Le 9 juin dernier, une conférence organisée par la Banque des territoires et la Mednum, coopérative nationale des acteurs de la médiation numérique a invité à sortir des idées reçues qui donnent à penser que le numérique n’est qu’un outil technique réservé à des geeks. Et à ce que chacun de nous se pose cette question : pourquoi se former au numérique ?

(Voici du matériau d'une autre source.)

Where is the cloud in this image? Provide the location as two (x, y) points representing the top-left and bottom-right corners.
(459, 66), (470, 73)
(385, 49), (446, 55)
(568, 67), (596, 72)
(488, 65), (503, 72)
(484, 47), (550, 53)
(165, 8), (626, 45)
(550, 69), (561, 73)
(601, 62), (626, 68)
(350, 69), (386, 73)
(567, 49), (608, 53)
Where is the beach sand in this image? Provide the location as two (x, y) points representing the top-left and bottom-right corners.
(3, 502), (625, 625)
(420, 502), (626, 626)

Se former pour trouver un emploi
La réponse première est que chacun puisse améliorer son employabilité et trouver un emploi. « Les risques que fait peser la transformation numérique sur l’emploi représentent aussi une opportunité : un objet nouveau pour tous met tout le monde sur un pied d’égalité », souligne Guilhem Pradalié, directeur général de la MedNum. Cécile Lo Iacono, directrice du développement des partenariats de l’organisme de formation Simplon, explique : « D’un côté, les effets de levier en termes d’emploi sont très importants pour de grandes entreprises, avec par exemple la disparition progressive du conseiller en agence et du guichetier dans les banques. De l’autre, le métier le plus en tension est développeur. Nous nous sommes fixés des objectifs d’accessibilité à nos formations de développeur par public : femmes, personnes en situation de handicap, réfugiés, quartiers prioritaires de la ville (QPV). Nous nous sommes implantés dans les QPV pour éviter aux stagiaires trop d’heures de transport. Il peut y avoir des formation non mixtes pour un public particulier sur un bout ou sur tout le parcours de formation. Avec une pédagogie différenciée nous pouvons former quel que soit le niveau de diplôme, y compris en dessous du niveau bac. »

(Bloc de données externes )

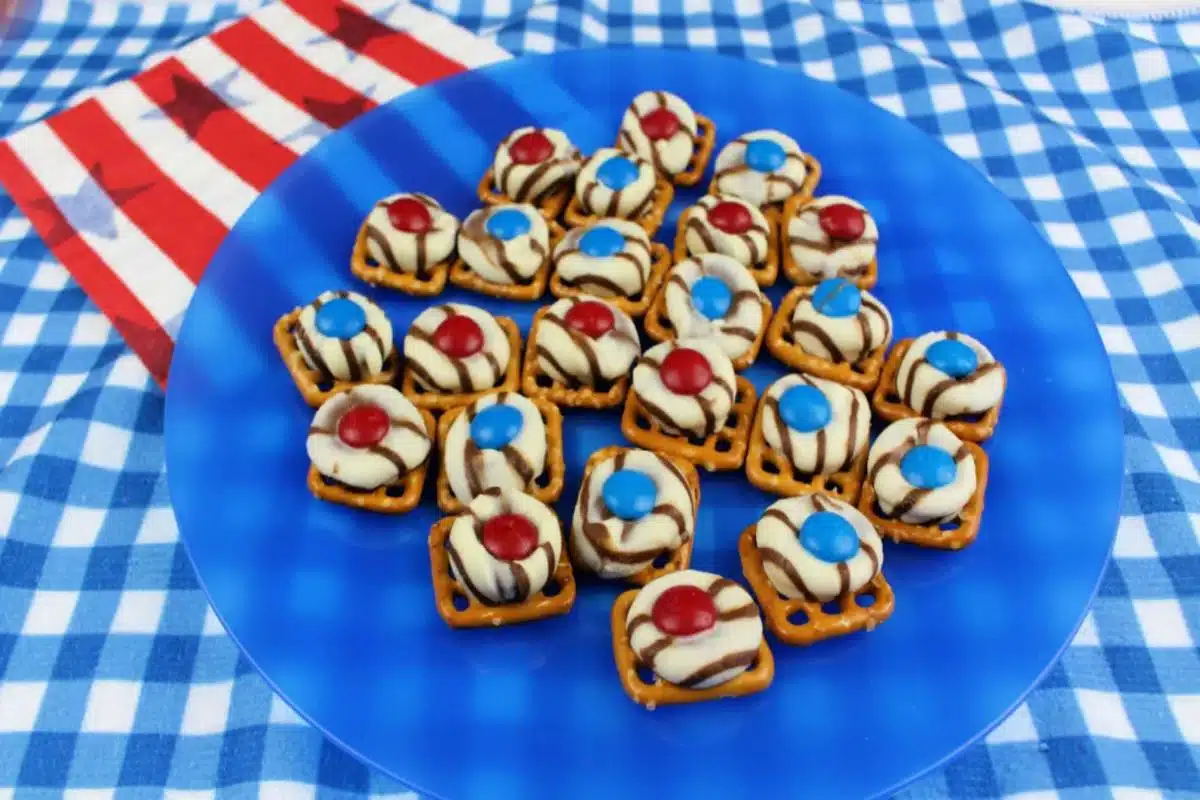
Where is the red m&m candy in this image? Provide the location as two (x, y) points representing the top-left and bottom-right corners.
(652, 585), (717, 636)
(337, 403), (390, 449)
(386, 197), (433, 234)
(481, 513), (539, 561)
(818, 203), (866, 242)
(639, 108), (680, 141)
(564, 300), (614, 339)
(660, 347), (712, 396)
(433, 315), (483, 358)
(509, 131), (554, 165)
(707, 200), (753, 234)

Elle ajoute qu’il est bénéfique de mettre de la diversité et mixité dès la phase de création et de production d’outils numériques, d’intelligence artificielle ou de réalité virtuelle, en y faisant travailler des gens représentatifs de notre société.

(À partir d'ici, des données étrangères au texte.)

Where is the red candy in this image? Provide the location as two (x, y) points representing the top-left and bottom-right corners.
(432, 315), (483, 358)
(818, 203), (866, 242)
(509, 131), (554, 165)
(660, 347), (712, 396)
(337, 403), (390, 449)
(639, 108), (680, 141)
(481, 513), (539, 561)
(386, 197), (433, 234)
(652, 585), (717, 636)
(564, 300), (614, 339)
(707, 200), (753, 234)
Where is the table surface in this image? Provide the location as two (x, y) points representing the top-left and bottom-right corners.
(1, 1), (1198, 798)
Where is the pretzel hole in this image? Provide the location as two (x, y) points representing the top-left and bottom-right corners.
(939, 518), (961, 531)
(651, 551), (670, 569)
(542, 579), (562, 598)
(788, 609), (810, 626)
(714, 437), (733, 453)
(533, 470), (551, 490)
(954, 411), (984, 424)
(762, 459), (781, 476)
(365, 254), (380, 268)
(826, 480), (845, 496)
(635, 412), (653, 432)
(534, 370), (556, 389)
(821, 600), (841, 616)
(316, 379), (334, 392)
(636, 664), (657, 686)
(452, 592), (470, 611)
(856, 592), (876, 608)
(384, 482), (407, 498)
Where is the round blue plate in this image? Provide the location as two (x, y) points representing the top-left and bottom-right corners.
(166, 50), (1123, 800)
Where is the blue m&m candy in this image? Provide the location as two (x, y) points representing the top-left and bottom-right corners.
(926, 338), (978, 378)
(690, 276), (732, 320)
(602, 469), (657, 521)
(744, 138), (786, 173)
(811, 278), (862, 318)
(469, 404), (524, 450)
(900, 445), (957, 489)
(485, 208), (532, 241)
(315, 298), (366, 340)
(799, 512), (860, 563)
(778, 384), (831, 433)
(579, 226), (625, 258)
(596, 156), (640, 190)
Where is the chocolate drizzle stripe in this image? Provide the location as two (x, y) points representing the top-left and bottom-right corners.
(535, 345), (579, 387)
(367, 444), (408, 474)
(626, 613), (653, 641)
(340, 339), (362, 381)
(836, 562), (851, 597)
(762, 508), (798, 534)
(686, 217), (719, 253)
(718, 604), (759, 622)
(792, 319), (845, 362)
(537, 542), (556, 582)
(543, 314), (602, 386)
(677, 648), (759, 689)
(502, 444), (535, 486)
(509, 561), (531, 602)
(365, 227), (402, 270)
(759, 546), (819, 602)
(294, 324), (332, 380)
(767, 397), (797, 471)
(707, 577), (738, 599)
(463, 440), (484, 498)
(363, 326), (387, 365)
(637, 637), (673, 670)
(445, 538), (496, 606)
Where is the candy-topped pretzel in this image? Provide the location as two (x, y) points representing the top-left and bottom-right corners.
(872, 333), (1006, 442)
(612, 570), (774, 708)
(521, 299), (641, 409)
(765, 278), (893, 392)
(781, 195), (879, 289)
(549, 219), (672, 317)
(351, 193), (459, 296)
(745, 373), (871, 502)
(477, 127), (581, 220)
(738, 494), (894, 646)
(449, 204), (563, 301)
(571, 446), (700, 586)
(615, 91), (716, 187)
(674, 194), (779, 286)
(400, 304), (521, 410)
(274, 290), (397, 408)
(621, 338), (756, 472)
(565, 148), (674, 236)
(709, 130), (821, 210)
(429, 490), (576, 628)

Développer la culture numérique et data
La réponse moins évidente, mais tout aussi importante, est de se former pour s’adapter au monde en pleine transformation numérique. Le numérique est trop souvent considéré comme un outil qu’on utilise, ou qu’on subit, avec lequel on doit faire avec. Or le numérique est un changement civilisationnel. Emmanuelle Roux, PDG du Chaudron.io, qui forme à la transition numérique, affirme : « Le numérique est une nouvelle manière d’écrire le monde, de faire ensemble. Il modifie les relations humaines. La culture numérique doit faire partie de la culture générale : elle doit être enseignée à l’école dès le plus jeune âge par des professeurs de français, de philosophie, d’histoire-géographie, y compris dans sa dimension politique. Le numérique implique un nouveau vocabulaire dans le rapport au monde : il faut avoir les mots pour penser le monde. »
Selon elle, qui est aussi présidente du Cinov Numérique, le syndicat des indépendants, TPE et PME du numérique, nous n’avons pas besoin de tous être codeurs mais de comprendre la data et le numérique pour avoir le droit de contribuer à la transformation numérique. Or la plupart des personnes ne sont pas actuellement formées aux bases de la data, par exemple être capable d’amener de l’intelligence dans un fichier Excel.
Pour Erwann Tison, directeur des études du think tank Sapiens, le développement de la culture numérique passe par la certification des compétences et la valorisation des parcours : « Il s’agit d’inciter chaque personne à explorer des choses pour lesquelles elle n’est pas déterminée par son parcours scolaire. L’approche peut se faire par badge plus que par diplôme, par la validation par les pairs. »
Par-delà l’enjeu de l’emploi induit par le numérique, ces experts invitent à former chacun à être citoyen dans un monde numérique.